Church, always remember: We’re not changed by looking in but by looking up. Where he shines, his people are saved. Here’s the good news; if you have trusted in Jesus, you will find this to be true: God will never give up on the work he began in you. The restoration we need isn’t always the restoration we want.

If you’ve trusted Jesus, you can’t sin and enjoy it the way you used to. And, because God is determined to get you home, he will pull out all the stops. Sometimes God’s presence feels more like burning than blessing. He may bring heat to your life if it means you will be more fully his. When we cling to things that are killing us, God won’t always whisper gentle warnings. He might not knock on the door; he might blast it off its hinges and tear you out of the grip of your idols.

Look at this awesome God of restoration in Psalm 80. Look at the verbs he has with him. He leads. He sits enthroned. He rallies his power. He comes to save us. He restores, shines, digs up, drives out, plants, clears. He makes vines spread and flourish. He cuts and burns away whatever is hindering us. Maybe we didn’t realize it fully, but those are things we asked God to do when we asked him to save us.

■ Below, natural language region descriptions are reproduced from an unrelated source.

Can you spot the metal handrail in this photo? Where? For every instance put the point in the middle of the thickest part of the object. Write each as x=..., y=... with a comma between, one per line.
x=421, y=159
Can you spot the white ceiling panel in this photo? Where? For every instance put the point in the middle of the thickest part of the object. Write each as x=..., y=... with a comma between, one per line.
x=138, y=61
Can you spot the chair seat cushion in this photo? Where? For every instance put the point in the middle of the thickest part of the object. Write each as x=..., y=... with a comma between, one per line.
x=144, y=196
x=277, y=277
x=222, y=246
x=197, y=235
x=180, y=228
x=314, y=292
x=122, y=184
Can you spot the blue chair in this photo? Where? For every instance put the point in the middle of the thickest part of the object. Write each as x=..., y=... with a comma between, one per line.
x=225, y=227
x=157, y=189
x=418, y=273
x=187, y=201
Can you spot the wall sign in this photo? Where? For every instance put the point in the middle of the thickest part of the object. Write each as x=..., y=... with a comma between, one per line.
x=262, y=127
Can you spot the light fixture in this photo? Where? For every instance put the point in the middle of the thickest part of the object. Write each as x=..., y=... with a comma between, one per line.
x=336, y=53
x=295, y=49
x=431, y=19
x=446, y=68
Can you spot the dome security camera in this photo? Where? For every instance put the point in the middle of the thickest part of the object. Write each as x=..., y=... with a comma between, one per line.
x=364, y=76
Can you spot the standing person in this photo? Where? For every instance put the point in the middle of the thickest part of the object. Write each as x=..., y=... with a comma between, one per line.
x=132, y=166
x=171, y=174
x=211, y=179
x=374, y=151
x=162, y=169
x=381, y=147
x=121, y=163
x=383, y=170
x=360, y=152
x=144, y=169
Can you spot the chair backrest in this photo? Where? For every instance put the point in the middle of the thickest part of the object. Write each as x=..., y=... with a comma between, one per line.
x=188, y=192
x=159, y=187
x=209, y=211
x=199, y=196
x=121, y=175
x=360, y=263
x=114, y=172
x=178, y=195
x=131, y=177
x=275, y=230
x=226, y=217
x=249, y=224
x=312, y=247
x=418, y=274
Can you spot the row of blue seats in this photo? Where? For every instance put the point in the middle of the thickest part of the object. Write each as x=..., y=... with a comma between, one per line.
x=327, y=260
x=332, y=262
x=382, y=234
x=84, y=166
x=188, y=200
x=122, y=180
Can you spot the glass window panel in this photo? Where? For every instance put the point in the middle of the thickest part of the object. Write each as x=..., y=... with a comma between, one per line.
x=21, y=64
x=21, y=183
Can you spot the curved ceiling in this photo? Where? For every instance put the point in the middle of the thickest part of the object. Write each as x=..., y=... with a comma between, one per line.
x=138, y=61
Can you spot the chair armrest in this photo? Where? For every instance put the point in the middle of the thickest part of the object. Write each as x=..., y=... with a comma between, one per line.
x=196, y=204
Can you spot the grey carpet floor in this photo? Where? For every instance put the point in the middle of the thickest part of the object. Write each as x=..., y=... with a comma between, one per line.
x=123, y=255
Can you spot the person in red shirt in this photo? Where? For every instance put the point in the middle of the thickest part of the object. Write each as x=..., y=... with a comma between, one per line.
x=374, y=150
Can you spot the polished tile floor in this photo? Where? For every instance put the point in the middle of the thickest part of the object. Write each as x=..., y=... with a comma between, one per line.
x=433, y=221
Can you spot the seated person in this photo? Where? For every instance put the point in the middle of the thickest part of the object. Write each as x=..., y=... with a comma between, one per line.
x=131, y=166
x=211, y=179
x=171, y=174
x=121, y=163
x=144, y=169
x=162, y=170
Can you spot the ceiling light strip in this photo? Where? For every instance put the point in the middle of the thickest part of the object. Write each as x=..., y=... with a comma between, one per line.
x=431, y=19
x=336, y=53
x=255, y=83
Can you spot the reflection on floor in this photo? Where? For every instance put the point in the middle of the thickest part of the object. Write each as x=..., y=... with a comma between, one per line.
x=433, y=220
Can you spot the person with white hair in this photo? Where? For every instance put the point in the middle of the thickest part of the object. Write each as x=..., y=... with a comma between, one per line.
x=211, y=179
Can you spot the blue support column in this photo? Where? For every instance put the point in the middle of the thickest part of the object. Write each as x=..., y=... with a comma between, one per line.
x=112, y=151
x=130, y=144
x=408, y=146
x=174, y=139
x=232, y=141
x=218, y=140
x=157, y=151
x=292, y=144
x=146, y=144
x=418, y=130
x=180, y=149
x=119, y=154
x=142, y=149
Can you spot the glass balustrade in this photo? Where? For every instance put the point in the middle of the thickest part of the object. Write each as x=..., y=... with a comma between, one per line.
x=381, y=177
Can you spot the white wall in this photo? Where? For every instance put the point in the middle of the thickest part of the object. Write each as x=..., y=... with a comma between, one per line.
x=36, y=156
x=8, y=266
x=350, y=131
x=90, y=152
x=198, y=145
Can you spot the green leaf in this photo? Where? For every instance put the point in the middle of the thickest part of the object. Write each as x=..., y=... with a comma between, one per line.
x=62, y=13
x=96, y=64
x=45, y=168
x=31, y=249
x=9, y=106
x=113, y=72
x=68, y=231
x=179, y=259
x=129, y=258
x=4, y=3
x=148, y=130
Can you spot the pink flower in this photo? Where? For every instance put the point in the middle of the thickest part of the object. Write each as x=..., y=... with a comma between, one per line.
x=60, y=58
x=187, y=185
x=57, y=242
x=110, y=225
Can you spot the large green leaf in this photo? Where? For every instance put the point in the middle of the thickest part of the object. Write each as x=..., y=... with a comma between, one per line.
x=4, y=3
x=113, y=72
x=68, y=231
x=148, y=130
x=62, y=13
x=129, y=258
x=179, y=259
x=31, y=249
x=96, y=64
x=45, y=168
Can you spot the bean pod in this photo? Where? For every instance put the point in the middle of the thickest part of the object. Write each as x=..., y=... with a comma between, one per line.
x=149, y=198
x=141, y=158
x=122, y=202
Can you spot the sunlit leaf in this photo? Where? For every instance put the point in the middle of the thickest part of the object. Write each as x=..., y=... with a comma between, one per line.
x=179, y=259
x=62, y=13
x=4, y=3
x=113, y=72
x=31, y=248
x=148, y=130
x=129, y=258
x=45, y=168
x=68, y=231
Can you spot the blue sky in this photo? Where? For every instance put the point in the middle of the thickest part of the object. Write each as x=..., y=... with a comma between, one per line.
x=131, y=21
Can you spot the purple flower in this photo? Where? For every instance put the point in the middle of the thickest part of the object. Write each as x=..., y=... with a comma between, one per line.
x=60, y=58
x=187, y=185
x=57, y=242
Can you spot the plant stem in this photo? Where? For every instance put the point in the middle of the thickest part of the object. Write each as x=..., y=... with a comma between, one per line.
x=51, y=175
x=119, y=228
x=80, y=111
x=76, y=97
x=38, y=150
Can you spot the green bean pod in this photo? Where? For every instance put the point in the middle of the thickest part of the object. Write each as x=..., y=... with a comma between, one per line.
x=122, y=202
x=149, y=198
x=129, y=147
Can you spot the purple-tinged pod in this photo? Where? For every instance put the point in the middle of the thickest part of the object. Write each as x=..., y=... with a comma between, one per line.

Our final assurance is not something we produce in ourselves. Our final assurance is that God’s face shines on us in the gospel: “The things of earth will grow strangely dim in the light of his glory and grace,” and he preserves our faith to the end (Lemmel, “Turn Your Eyes upon Jesus”).

Reflect and Discuss

  1. When you face a difficult situation, how do you view God? As your Shepherd? Why or why not? How would you respond if you did view him as Shepherd?
  2. How does your view of God, particularly of his sovereignty, influence the way you pray and the things you ask him to do? How should our view of God affect the way we pray?
  3. When we face hardships, what’s the difference between worldly sorrow and godly sorrow?
  4. What does it look like when we play religious games today?
  5. When are we more concerned with our hardships than our sins? What does that indicate about our hearts? How should we respond when we realize that this is where we are?
  6. The psalmist’s prayer in verse 7 for favor and salvation is answered for us in the person and work of Jesus. How do you pray when you’re struggling? What kind of restoration do you hope for?
  7. What can we as Christians do to prevent ourselves from drifting from God? What implications does this have for you this week?
  8. What are some specific ways we can remember God’s story (Deut 6:4-9)?
  9. How do we gain a deeper knowledge of God through his Word? How does this deeper knowledge deepen our hope?